ESTRASBURGO - A Assembléia Parlamentar do Conselho da Europa aprovou hoje uma resolução em que convida seus 47 Estados-membros a 'descriminalizar o aborto, caso ainda não o tenham feito', a garantir o direito das mulheres a esta prática e a suspender as restrições existentes.

A resolução, aprovada por 102 votos a favor, 69 contra e 14 abstenções, pede respeito à autonomia da mulher para tomar suas decisões, a 'oferta de condições para uma escolha livre e clara', o acesso a um 'aborto sem riscos' e uma melhora na prestação dos serviços de contracepção.

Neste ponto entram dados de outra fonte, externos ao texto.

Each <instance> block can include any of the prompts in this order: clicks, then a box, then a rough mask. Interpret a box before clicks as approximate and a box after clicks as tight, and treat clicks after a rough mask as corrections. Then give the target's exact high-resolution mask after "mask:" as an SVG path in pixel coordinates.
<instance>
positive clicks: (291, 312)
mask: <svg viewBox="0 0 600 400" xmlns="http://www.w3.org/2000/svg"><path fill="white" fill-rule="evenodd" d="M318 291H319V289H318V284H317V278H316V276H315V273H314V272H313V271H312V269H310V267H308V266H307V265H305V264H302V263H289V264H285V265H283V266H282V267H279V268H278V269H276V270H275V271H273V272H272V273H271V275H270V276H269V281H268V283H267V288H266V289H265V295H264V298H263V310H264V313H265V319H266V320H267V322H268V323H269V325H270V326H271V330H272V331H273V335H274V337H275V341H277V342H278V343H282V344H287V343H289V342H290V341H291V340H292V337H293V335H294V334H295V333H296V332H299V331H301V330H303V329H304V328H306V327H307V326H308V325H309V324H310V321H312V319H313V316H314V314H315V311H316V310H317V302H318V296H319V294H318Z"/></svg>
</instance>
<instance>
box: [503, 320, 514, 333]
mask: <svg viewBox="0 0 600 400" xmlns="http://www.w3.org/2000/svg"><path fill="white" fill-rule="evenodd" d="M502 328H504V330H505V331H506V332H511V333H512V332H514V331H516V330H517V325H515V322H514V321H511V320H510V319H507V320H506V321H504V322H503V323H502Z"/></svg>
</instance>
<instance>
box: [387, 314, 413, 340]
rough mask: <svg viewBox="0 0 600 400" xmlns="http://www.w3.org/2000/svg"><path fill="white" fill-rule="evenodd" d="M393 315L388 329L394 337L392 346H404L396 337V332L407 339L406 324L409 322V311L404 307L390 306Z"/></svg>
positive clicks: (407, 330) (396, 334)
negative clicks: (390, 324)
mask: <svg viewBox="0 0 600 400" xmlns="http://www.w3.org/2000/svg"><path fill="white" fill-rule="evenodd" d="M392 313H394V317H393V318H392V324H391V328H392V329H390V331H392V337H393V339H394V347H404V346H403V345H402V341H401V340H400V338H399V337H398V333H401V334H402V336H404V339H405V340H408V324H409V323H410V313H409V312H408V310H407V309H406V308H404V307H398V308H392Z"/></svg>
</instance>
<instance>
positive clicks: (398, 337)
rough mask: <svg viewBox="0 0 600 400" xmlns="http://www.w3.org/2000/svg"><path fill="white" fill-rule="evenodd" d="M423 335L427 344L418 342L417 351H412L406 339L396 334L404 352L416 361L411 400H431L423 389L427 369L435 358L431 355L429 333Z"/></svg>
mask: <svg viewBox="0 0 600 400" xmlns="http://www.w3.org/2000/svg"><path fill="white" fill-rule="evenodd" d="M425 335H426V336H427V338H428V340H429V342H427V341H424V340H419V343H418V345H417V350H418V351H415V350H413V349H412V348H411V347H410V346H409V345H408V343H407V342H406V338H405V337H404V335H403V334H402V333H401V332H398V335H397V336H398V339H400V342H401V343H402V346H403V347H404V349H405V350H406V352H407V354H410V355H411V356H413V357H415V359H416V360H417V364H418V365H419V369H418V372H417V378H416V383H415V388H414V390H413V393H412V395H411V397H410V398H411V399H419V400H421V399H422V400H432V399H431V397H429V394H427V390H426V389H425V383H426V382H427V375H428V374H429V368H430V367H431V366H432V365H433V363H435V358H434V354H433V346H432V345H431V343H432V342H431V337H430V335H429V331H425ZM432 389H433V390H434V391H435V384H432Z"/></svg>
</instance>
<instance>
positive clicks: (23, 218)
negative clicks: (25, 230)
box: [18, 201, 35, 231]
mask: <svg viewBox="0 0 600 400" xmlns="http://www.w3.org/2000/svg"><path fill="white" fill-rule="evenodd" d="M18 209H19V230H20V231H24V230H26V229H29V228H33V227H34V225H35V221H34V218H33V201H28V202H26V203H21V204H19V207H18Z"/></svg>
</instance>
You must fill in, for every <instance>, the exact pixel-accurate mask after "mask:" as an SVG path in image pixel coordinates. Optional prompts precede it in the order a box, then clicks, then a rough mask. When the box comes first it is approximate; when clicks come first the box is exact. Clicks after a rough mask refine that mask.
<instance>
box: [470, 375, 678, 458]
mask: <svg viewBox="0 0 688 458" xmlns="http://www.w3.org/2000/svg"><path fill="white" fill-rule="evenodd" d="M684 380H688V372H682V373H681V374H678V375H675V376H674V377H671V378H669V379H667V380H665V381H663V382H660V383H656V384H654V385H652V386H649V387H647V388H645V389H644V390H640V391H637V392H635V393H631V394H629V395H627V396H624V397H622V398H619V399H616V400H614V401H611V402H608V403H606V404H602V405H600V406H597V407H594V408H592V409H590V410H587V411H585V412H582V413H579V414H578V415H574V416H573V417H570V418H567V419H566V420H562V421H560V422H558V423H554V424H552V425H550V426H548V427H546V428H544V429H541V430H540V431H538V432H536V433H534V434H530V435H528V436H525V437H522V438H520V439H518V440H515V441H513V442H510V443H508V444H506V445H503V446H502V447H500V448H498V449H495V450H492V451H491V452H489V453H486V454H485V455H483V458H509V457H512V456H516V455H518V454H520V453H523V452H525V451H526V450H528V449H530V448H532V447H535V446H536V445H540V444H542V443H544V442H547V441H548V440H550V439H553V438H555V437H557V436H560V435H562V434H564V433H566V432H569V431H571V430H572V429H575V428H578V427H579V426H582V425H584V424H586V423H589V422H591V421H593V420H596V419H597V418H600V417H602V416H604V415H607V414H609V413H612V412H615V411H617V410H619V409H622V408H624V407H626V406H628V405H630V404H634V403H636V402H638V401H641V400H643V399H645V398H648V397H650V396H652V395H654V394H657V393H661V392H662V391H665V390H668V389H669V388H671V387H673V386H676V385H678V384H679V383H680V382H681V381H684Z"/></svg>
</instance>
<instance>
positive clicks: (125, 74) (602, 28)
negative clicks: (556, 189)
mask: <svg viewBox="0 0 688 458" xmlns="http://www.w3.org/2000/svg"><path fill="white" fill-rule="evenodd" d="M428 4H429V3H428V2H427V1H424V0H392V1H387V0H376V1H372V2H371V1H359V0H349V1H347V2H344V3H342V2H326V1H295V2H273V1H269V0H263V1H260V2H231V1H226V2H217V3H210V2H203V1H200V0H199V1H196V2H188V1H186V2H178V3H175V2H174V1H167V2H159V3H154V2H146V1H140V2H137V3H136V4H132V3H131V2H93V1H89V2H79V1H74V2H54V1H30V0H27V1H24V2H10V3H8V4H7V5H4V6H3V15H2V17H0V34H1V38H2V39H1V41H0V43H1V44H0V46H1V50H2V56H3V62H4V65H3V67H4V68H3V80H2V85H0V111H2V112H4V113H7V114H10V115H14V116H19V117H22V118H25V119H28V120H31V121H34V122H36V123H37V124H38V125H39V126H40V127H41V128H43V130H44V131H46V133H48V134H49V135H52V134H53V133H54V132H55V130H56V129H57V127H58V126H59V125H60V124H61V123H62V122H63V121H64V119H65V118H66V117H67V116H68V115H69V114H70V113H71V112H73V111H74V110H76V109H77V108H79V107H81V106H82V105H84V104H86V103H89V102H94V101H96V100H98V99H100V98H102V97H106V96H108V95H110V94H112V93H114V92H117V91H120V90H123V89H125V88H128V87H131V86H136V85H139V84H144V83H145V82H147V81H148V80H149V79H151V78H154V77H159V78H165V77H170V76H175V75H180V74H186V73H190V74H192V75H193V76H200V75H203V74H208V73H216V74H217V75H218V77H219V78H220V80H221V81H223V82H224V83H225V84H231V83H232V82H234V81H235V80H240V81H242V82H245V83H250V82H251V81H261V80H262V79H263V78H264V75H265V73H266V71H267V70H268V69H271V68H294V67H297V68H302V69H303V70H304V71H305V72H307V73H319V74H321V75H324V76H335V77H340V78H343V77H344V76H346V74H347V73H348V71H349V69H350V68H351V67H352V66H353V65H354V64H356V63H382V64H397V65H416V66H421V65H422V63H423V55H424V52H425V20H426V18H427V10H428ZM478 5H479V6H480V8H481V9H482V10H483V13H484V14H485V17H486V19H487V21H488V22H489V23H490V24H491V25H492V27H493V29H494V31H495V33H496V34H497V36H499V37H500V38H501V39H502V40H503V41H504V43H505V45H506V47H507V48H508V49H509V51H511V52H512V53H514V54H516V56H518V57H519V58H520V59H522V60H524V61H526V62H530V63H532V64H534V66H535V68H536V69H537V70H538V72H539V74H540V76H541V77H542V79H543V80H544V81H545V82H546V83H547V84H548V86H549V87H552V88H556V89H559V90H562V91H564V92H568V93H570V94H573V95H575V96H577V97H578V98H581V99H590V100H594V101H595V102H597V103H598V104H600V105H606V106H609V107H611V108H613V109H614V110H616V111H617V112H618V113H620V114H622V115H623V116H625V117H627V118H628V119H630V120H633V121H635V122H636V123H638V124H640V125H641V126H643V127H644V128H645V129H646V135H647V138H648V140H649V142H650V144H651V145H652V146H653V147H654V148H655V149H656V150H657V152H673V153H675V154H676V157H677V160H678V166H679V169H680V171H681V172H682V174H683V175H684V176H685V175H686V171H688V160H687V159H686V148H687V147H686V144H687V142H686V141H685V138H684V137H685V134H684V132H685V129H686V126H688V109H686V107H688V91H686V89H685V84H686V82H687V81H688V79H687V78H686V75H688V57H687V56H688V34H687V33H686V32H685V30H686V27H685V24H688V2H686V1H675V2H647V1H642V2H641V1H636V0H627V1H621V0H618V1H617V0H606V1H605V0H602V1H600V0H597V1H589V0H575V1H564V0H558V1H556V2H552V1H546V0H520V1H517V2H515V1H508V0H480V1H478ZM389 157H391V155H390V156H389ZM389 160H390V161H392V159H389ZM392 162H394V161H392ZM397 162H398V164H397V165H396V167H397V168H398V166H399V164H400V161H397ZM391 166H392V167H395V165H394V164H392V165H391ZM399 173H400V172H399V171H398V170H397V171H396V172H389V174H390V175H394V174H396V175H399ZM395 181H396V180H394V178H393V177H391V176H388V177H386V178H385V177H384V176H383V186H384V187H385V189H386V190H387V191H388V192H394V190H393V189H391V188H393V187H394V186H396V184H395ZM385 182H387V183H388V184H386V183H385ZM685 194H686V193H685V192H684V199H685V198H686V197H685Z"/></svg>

A Assembléia Parlamentar do Conselho da Europa também requisitou um custo razoável para a realização do aborto e medidas para que, obrigatoriamente, os jovens recebam educação sexual.

O debate despertou grande interesse dos parlamentares, já que 43 pediram a palavra e foram feitas 70 emendas no texto original da resolução.

O documento diz que o aborto 'não deve ser proibido', já que a imposição de restrições não necessariamente fará a prática diminuir.

A legisladora Gisela Wurm, da esquerda austríaca, disse que o objetivo da resolução é proteger as mulheres, já que 40% dos abortos são praticados em condições não higiênicas.

Por sua vez, a holandesa Christine McCafferty, também de esquerda, disse que o aborto legal permitiu que a taxa de interrupções voluntárias da gravidez em seu país se tornasse a menor do mundo.

Já o liberal irlandês Terry Leyden se posicionou contra a resolução, enquanto o polonês Ryszard Bender afirmou que 'o aborto é um assassinato'.